The original BMW X1, launched in 2009, was a curious machine. Its looks teetered half way between a high riding estate car and an SUV. Truth be told, it didn’t really excel in either role, but the new model is a far more accomplished offering.
This time round there’s a more rugged off-road look to the styling. As before, higher spec models come with BMW’s xDrive all-wheel drive system, which provides increased grip on slippery surfaces. Nonetheless, the X1 still feels most at home on tarmac.
Most buyers in this market will gravitate towards the diesel engines, which offer a great blend of performance and economy. In entry level two-wheel drive form, the sDrive 18d returns a claimed 68.9mpg and currently sits in the second lowest tax band, making it one of the greenest premium crossovers out there.
The xDrive variant of the same engine offers the added security of four-wheel drive, but it bumps the VED road tax up by two bands and knocks around 10% off the fuel economy (at 60.1mpg). It also adds around £1,500 to the price.
Even the base model feels brisk, with 0 to 62 mph coming up in 9.2 seconds. The more powerful xDrive 20d offers a useful step up in performance with a pretty negligible impact on the fuel economy. There’s quite a big jump in price to the top-spec xDrive 25d, but it feels genuinely quick, hitting 62mph in 6.6 seconds.
For petrol fans, there’s the xDrive 20i, which is roughly on a par with the 20d for performance, but don’t expect it to get close when it comes to economy. The claimed figures of 44.8mpg and 146g/km are competitive in class, but unless you only do short trips the diesels are likely to prove more cost-efficient.
Ride and handling
Despite its elevated stance, the new X1 handles well. It’s agile enough to thread down country lanes with ease and there’s not much in the way of body roll. Crisp, responsive steering also helps, making it one of the best handling cars in its class.
Our test car had the optional Electronic Damper Control, which appears to be money well spent at £390. It alters the stiffness of the suspension, providing a suitably supple ride in Comfort mode, while firming things up for a more responsive drive in Sport.
A touch of road noise blunts the serenity a little when you’re cruising along, but the inside of the X1 is generally a relaxing place to be.
The cabin of the X1 feels very BMW – that is to say it has a clean, well laid out dashboard with good quality materials and an aesthetically pleasing blend of curves and creases. You sit high enough to appreciate the raised driving position, in seats which offer a good combination of comfort and support.
Unlike its predecessor, the new X1 has bags of room inside. Rear seat accommodation trumps the likes of the Audi Q3 and the Mercedes GLA, as does boot space. Should you need more, the rear seats fold completely flat, giving up to 1,550 litres of luggage capacity.
There’s also the option of sliding rear seats, which can be moved backwards or forwards individually by up to 13cm.
What to know before you buy
Aside from entry level SE spec – only available on the 18d – there are three main trim choices: Sport, xLine and M Sport.
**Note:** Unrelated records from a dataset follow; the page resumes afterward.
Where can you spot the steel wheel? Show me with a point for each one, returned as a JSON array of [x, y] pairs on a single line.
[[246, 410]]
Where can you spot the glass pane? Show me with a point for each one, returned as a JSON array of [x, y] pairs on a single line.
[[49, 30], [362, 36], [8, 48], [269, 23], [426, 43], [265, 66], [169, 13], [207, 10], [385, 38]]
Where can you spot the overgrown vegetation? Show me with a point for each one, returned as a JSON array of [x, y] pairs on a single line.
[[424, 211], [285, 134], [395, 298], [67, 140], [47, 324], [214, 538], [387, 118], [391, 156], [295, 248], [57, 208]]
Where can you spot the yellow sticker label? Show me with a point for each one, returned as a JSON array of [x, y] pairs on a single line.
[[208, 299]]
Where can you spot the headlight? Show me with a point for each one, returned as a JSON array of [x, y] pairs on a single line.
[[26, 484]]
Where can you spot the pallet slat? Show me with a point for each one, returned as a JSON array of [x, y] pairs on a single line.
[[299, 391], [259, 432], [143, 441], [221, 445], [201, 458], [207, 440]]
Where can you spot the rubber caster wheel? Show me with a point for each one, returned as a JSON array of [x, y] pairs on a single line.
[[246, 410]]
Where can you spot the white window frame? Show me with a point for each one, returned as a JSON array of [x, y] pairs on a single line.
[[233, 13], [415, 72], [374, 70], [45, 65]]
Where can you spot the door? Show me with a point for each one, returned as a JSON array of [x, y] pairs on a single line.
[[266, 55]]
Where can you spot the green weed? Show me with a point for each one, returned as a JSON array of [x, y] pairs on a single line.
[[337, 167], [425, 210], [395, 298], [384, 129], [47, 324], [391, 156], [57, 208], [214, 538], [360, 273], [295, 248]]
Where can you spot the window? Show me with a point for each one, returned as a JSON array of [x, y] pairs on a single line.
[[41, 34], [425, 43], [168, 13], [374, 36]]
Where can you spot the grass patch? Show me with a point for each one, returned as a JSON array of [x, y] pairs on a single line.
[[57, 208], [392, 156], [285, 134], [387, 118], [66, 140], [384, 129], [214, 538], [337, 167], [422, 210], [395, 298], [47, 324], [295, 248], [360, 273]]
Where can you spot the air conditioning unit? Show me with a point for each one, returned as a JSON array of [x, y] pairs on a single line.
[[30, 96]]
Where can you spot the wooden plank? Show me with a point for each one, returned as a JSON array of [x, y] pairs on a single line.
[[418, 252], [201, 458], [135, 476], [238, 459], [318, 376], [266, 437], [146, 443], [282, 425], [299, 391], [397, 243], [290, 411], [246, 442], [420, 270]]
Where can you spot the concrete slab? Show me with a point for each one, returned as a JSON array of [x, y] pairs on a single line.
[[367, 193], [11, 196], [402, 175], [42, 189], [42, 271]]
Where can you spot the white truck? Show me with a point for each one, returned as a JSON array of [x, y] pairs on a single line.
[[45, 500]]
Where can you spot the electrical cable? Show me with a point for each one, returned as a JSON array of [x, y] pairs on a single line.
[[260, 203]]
Broadly speaking, the two Sport options are designed to look more dynamic, while the xLine trim is more rugged. They consist of a variety of styling tweaks inside and out, including 18-inch (or optional 19-inch) alloy wheels and an ambient lighting package.
Standard specification includes a 6.5-inch display for the infotainment system, along with satellite navigation and air conditioning. Beyond that, there’s a plethora of packages and individual options that allow you to tailor the X1 to your heart’s content. They do add up, though. Our X125d test car came in at more than £45,000.
So which options should you consider? Well, the Navigation Plus package is well worth having for £1,490. This upgrades the standard display to an 8.8-inch widescreen system and adds a head up display system, real-time traffic alerts and even a concierge function.
There’s also BMW’s Driving Assistant Plus (£1,150), which allows the X1 to lock onto the car in front and virtually drive itself under certain circumstances – even steering for you at speeds of up to 35mph.
In terms of safety, the X1 has just been given the top five-star rating by Euro NCAP, where it scored 90% for adult occupants and an impressive 87% for child safety. It’s a little early to comment on reliability for the new model – there have been no major issues reported in the UK yet – but BMW does offer a standard three year warranty.
The X1 is an unashamedly premium offering. Mainstream alternatives such as the Nissan Qashqai and the Kia Sportage offer the same basic recipe for a lot less, but they don’t give you the same level of luxury or performance. For that, the X1’s closest rivals are the Audi Q3 and the Mercedes-Benz GLA.
None of them really attempt to offer any serious off-road capability, though. You’re best off saving up for a Range Rover Evoque or a Land Rover Discovery Sport if you intend taking to the rough stuff.
At the other end of the spectrum, the Porsche Macan and the Audi RS Q3 offer a more sporty on-road drive, with sports car chasing performance (albeit for an increased price).
If this were a high school yearbook, the X1 would get the Most Improved Student award. Other premium crossovers can still better it in certain areas, but it now offers a good combination of performance, practicality and sophistication. As a result, it’s arguably the best all-rounder in its class.